David Cameron est un peu comme le George Bush des années 2000 engageant l’intervention américaine en Irak en réponse aux attentats du 11 septembre 2001. 12 ans plus tard on en mesure les conséquences. Certes l’Europe reste un continent stable et nous ne craignons pas le même type de conséquences. Mais l’onde de choc du Brexit sera de long terme et elle impactera fortement les années qui viennent.
Les débats d’avant referendum portaient avant tout sur la question de l’immigration. C’est ce point sensible qui a emporté le scrutin.
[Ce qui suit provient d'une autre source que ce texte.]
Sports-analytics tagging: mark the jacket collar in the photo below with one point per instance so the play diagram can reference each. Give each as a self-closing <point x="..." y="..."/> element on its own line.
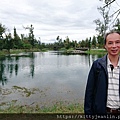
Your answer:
<point x="103" y="62"/>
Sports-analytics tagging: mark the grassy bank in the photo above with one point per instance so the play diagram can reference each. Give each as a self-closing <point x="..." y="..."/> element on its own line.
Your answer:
<point x="96" y="51"/>
<point x="17" y="51"/>
<point x="57" y="108"/>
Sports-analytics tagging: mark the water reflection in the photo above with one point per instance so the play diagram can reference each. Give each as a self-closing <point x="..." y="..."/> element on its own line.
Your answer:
<point x="10" y="65"/>
<point x="16" y="65"/>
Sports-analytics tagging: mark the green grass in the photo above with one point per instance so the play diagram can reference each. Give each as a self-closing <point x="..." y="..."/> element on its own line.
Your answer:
<point x="96" y="51"/>
<point x="57" y="108"/>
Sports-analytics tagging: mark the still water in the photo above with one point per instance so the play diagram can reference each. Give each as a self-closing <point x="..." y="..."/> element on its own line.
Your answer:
<point x="44" y="78"/>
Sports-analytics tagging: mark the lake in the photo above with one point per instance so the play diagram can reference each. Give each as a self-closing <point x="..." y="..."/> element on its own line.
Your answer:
<point x="44" y="78"/>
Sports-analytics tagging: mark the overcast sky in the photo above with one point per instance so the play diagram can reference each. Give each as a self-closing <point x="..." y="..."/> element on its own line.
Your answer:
<point x="51" y="18"/>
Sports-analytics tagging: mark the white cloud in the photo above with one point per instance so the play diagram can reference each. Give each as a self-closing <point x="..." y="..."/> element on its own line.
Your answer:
<point x="50" y="18"/>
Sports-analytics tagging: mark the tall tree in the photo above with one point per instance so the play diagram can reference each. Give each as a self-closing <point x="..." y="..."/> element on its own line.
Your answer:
<point x="2" y="31"/>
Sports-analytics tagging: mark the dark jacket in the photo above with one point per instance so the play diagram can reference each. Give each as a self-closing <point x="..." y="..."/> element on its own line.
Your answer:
<point x="96" y="89"/>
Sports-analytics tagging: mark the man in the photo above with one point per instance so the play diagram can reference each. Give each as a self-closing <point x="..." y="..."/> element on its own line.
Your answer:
<point x="103" y="85"/>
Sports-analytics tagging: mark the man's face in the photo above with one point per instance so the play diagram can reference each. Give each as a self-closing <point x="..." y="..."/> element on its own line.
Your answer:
<point x="113" y="44"/>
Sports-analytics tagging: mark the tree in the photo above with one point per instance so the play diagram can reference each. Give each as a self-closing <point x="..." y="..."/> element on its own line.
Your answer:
<point x="31" y="35"/>
<point x="102" y="24"/>
<point x="16" y="43"/>
<point x="94" y="42"/>
<point x="2" y="31"/>
<point x="109" y="3"/>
Pourtant, chacun sait que Londres ne sera pas plus exempt des tensions migratoires avant qu’après. Ceux qui gouverneront à la suite de David Cameron seront bien en peine pour dégager des solutions qui satisferaient les attentes de leurs partisans, car les migrations internes au sein de l’Union n’ont que peu de poids dans les craintes exprimées par les électeurs. Aussi le débat médiatique, depuis que le vote est acquis, s’est mis subitement à ignorer la question de l’immigration.
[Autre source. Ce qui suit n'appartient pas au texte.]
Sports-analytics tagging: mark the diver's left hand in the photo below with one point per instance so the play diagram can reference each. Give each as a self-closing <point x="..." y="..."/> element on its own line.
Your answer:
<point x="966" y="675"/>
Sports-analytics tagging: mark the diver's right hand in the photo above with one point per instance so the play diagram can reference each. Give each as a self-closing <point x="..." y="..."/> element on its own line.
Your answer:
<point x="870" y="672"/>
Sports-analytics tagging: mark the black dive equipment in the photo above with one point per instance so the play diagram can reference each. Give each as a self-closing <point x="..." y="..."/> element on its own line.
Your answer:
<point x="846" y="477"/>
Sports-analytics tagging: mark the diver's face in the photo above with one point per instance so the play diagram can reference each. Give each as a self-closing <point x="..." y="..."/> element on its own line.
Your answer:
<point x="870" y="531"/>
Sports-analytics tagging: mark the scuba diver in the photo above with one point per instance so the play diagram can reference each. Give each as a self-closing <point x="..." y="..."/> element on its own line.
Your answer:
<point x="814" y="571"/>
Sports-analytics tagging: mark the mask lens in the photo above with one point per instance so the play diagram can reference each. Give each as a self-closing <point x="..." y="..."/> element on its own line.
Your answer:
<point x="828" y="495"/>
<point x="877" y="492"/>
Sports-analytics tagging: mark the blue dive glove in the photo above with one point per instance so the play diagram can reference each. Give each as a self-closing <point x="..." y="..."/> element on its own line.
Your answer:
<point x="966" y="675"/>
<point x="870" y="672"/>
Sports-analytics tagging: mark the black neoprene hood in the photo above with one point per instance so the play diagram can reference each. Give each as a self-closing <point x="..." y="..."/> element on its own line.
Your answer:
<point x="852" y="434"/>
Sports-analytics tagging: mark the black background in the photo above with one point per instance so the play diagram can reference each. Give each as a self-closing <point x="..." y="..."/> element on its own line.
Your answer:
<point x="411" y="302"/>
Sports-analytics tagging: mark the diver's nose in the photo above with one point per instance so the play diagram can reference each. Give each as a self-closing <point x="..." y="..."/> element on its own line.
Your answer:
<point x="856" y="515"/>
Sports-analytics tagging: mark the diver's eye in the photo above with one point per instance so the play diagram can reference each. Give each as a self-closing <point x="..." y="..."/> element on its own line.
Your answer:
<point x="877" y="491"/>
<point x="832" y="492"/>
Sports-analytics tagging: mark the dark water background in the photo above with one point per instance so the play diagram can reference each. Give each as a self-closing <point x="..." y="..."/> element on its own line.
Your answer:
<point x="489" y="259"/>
Les réactions d’après Brexit sont avant tout tournées vers les conséquences économiques et politiques prévisibles. Car, sur ce plan, les impacts sont immédiats et particulièrement sensibles. La chute brutale de la livre sterling en 24 heures, et la montée au créneau immédiate des partisans d’un referendum d’indépendance pour une Ecosse qui à 62% a choisi de rester européenne, sont les questions qui désormais effacent toutes les autres.
A l’évidence, le prix que paiera l’espace économique britannique est important. L’Europe est obligée de réagir car il lui faut éviter l’hémorragie et une contagion parmi les autres Etats membres. Jusqu’à ce jour, un partage empirique concédait à la place financière de Londres le bénéfice de l’activité économique générée par l’ensemble des capitaux liés à l’espace économique européen. Cette activité va progressivement revenir au sein de l’espace euro, à Paris, à Milan, ou, plus probablement, à Francfort. La City, qui a voté contre le Brexit et fait connaître ses craintes dès le début de la campagne, sait déjà que son rayonnement est menacé. Les capitaux qui veulent s’investir en Europe ne peuvent le faire efficacement qu’à partir de places financières situées à l’intérieur de l’espace réglementaire européen. Londres ne le sera plus.
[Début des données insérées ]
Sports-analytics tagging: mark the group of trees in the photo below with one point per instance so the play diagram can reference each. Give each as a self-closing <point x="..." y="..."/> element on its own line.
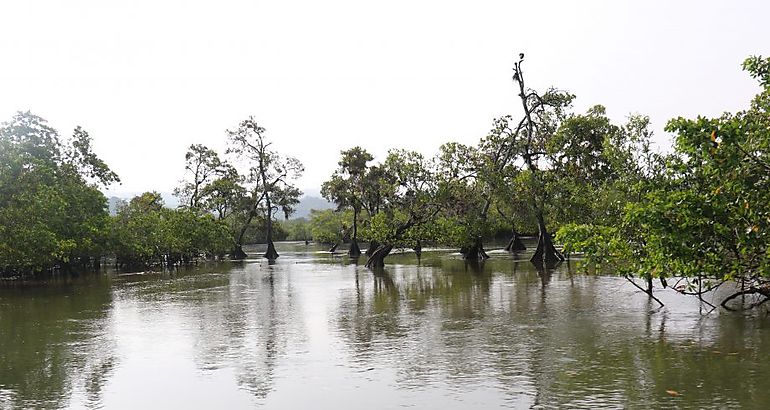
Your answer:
<point x="53" y="214"/>
<point x="700" y="213"/>
<point x="550" y="168"/>
<point x="51" y="209"/>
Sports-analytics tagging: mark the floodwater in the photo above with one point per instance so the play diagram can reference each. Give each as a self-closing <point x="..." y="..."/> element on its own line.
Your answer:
<point x="315" y="331"/>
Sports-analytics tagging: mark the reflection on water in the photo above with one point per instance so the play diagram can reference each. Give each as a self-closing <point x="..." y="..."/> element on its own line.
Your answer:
<point x="318" y="331"/>
<point x="55" y="342"/>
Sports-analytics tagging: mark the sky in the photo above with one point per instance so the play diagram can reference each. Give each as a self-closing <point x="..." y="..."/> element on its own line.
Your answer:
<point x="148" y="78"/>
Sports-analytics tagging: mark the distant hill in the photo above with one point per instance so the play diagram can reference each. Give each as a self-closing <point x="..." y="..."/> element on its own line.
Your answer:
<point x="115" y="197"/>
<point x="306" y="203"/>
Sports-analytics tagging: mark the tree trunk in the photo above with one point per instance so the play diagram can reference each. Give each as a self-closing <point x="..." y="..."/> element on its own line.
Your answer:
<point x="515" y="244"/>
<point x="475" y="251"/>
<point x="271" y="253"/>
<point x="354" y="251"/>
<point x="377" y="259"/>
<point x="238" y="253"/>
<point x="545" y="252"/>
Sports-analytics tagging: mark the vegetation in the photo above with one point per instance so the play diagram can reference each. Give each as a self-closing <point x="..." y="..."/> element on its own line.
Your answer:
<point x="704" y="221"/>
<point x="698" y="215"/>
<point x="51" y="210"/>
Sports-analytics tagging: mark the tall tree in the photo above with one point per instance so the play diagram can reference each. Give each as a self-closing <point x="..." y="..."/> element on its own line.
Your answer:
<point x="270" y="175"/>
<point x="542" y="115"/>
<point x="347" y="188"/>
<point x="412" y="196"/>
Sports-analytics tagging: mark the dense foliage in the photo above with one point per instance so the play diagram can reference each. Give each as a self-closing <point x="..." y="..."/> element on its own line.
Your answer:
<point x="51" y="210"/>
<point x="698" y="215"/>
<point x="705" y="219"/>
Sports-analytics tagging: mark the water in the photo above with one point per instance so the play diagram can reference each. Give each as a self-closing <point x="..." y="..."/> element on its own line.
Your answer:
<point x="315" y="331"/>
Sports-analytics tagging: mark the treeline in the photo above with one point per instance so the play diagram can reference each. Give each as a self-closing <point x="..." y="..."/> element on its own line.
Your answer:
<point x="53" y="214"/>
<point x="699" y="213"/>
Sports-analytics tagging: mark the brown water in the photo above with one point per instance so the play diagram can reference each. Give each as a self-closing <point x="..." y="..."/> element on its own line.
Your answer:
<point x="315" y="331"/>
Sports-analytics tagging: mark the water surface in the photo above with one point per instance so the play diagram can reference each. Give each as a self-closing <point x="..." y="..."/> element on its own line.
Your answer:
<point x="318" y="331"/>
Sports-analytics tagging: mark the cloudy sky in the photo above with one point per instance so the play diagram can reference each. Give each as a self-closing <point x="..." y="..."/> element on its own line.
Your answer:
<point x="149" y="78"/>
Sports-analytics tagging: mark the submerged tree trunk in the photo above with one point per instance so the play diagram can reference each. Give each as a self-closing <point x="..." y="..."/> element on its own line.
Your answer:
<point x="515" y="244"/>
<point x="354" y="251"/>
<point x="545" y="253"/>
<point x="377" y="259"/>
<point x="271" y="253"/>
<point x="238" y="253"/>
<point x="373" y="245"/>
<point x="474" y="251"/>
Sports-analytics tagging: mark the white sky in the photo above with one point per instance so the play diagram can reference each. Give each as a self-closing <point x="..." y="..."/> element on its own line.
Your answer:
<point x="148" y="78"/>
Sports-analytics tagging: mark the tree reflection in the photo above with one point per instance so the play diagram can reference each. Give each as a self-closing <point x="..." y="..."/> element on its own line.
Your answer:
<point x="247" y="324"/>
<point x="548" y="338"/>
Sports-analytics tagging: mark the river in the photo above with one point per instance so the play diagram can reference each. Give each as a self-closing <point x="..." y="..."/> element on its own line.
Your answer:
<point x="315" y="331"/>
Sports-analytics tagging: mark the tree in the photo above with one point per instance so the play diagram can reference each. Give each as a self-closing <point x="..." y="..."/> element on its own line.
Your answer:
<point x="412" y="197"/>
<point x="270" y="175"/>
<point x="52" y="213"/>
<point x="542" y="115"/>
<point x="705" y="217"/>
<point x="347" y="188"/>
<point x="203" y="165"/>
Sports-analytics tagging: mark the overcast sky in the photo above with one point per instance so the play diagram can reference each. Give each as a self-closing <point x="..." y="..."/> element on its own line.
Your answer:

La question de l’Ecosse, et aussi celle de l’Irlande du Nord, vont se poser dans l’urgence. Durant deux ans, selon les termes du traité de Lisbonne, les conditions du départ du Royaume Uni de l’UE vont se négocier. C’est dans cet espace temps restreint que l’Ecosse essaiera de placer son propre agenda pour pouvoir rester au sein de l’ Union Européenne à travers son indépendance. Le SNP, qui a soutenu le large succès du « remain » en Ecosse, a manifestement décidé de pousser les feux d’un nouveau referendum. Les conséquences économiques immédiates pour l’économie britannique vont encourager l’opinion publique écossaise à aller dans ce sens, d’autant plus que l’argument massue agité par les opposants à l’indépendance de l’Ecosse il y a deux ans était justement que se séparer du Royaume Uni aurait conduit l’Ecosse hors de l’Union Européenne. Pour le peuple écossais, une opportunité historique est là, il lui faut la saisir.
Un basculement s’est opéré le jeudi 23 juin et le choix du Brexit devra s’imposer, coûte que coûte, même si les scenarios que les experts imaginent aujourd’hui sont presque tous des scénarios difficiles. Le peuple anglais a voté majoritairement pour, mais il est lui même divisé car les plus jeunes ont voté largement contre. Cette fracture entre les générations est porteuse de situations qui peuvent déstabiliser le futur pouvoir à Londres et provoquer de larges remises en cause. Le Brexit va soulever des problèmes dont il apparaitra rapidement qu’ils sont très difficilement surmontables.
Les deux ans qui viennent seront très compliqués. Il n’est pas exclu que de nouveaux rebondissements surviennent : on a bien vu les « non » aux referendum en France et en Hollande sur la Constitution européenne déboucher sur le Traité de Lisbonne qui en est la copie conforme. La crise du Brexit ne fait que commencer.